Groba, A., de Houwer, A., Mehnert, J., Rossi, S., & Obrig, H. (2018). Bilingual and monolingual children process pragmatic cues differently when learning novel adjectives. Bilingualism: Language and Cognition, 21(2), 384-402. doi:10.1017/S1366728917000232.


Cite as: http://hdl.handle.net/11858/00-001M-0000-002D-9FE6-E
Abstract
Previous studies have shown bilingually and monolingually developing children to differ in their sensitivity to referential pragmatic deixis in challenging tasks, with bilinguals exhibiting a higher sensitivity. The learning of adjectives is particularly challenging, but has rarely been investigated in bilingual children. In the present study we presented a pragmatic cue supporting the learning of novel adjectives to 32 Spanish–German bilingual and 28 German monolingual 5-year-olds. The children’s responses to a descriptive hand gesture highlighting an object’s property were measured behaviorally using a forced choice task and neurophysiologically through functional Near-Infrared Spectroscopy (fNIRS).
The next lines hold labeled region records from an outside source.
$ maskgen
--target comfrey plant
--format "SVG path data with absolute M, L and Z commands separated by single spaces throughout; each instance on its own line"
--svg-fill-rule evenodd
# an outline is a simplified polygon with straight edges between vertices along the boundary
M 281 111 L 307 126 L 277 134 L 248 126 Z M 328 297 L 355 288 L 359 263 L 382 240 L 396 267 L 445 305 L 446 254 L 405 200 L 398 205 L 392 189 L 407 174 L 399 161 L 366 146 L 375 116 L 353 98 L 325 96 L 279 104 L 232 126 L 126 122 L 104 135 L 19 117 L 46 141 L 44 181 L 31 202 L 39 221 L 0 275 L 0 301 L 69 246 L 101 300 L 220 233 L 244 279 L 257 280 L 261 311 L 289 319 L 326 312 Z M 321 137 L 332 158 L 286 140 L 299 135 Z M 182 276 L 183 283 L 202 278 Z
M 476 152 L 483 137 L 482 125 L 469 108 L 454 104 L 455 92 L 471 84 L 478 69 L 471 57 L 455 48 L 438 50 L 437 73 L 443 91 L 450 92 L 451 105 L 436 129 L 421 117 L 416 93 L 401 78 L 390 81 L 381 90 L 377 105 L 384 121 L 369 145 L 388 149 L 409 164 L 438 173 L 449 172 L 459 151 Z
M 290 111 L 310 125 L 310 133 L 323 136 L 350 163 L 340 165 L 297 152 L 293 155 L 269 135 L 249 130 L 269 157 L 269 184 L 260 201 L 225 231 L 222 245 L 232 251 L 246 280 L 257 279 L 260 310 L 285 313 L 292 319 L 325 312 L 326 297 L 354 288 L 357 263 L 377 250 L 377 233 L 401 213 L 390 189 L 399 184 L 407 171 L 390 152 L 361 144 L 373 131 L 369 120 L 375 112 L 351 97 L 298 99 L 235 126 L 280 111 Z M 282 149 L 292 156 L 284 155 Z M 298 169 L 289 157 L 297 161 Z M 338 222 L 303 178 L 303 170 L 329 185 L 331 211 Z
While no group differences emerged on the behavioral level, fNIRS revealed a higher activation in bilingual than monolingual children in the vicinity of the posterior part of the right superior temporal sulcus (STS). This result supports the prominent role of the STS in processing pragmatic gestures and suggests heightened pragmatic sensitivity for bilingual children.